Even more confusing; Barratt - being Barratt - also offer the houses in 'move-in condition'; decorated and furnished in the prevailing 'contemporary moderne' aspirational style. You know the look; like a chavvy motel room or mid-market themed restaurant in an out-of-town shopping mall. Why the contemporary interior when the exterior looks so "traditional"? Who does this appeal to? And why? 




My grandmother, god rest her soul, used to live in one of the 1960's skyscrapers at Stockethill. An ultra-modern flat in an ultra-modern building, which she filled with frills and lace and anti-macassers and chintz and paisley and velvet and Victoriana. Even as a child, I noticed that this juxtaposition provoked an odd feeling which I now know to be called cognitive dissonance. What's going on now at Willowburn (and elsewhere) is like an opposite or inverse of this. My grandmother was an old woman, surrounding herself with the familiar possessions and artifacts which had followed her through all the various homes of her life. The people who will move into the Willowburn houses will doubtless be modern people living modern lives with modern jobs. They will, perforce, have all new cars and possessions and artifacts - the latest available on the upgrade cycle we're sure. Yet they will chose to live in a suburban simulacrum of a rural residence once occupied by people who led a bucolic way of life which is now long gone. And even then they will likely make the interior of that residence look like that which would be better fitted to an ultra-modern urban apartment.

Pretense upon pastiche, imitation upon hyperreality.

Our heads are spinning.

2 comments:

Paul Taylor said...

Truth is, even if those people moved into a genuine 'traditionally built' house, they would probably gut the interior and transform it into the same ultra-modern home.
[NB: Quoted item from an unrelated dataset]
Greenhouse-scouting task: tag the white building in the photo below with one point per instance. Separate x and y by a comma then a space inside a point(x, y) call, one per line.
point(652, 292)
So the cognitive dissonance is a given, one might almost say. Is it an improvement to waste a genuinely traditional building for such an exercise? Conversely, even if the exteriors matched the interiors, that would tick only one box (your craving for 'integrity'), and that only temporarily until the next interior decoration fad comes along - which could well be faux Victoriana all over again...

Key Stakeholder said...

Hiya Paul, you've put your finger on the paradox. I think this little quote from Wikipedia touches beautifully on the issues...


Hyperreality is significant as a paradigm to explain current cultural conditions. Consumerism, because of its reliance on sign exchange value (e.g. brand X shows that one is fashionable, car Y indicates one's wealth), could be seen as a contributing factor in the creation of hyperreality or the hyperreal condition. Hyperreality tricks consciousness into detaching from any real emotional engagement, instead opting for artificial simulation, and endless reproductions of fundamentally empty appearance. Essentially, fulfillment or happiness is found through simulation and imitation of a transient simulacrum of reality, rather than any interaction with any "real" reality.


If you're interested, I'd recommend Umberto Eco's "Travels in Hyperreality". I'll be discussing hyperreality in an Aberdonian context a lot more in the future, so keep coming back...

Truth is, we're not obsessive enough to really care whether exteriors match interiors or vice versa (my own taste is chaotically eclectic). We're just freaked out by the fact that the new-build homes don't match the 21st century itself. We can't really work out *why*, notwithstanding the treatise on hyperreality quoted above. It's a paradox which goes to the heart of the Aberdonian condition.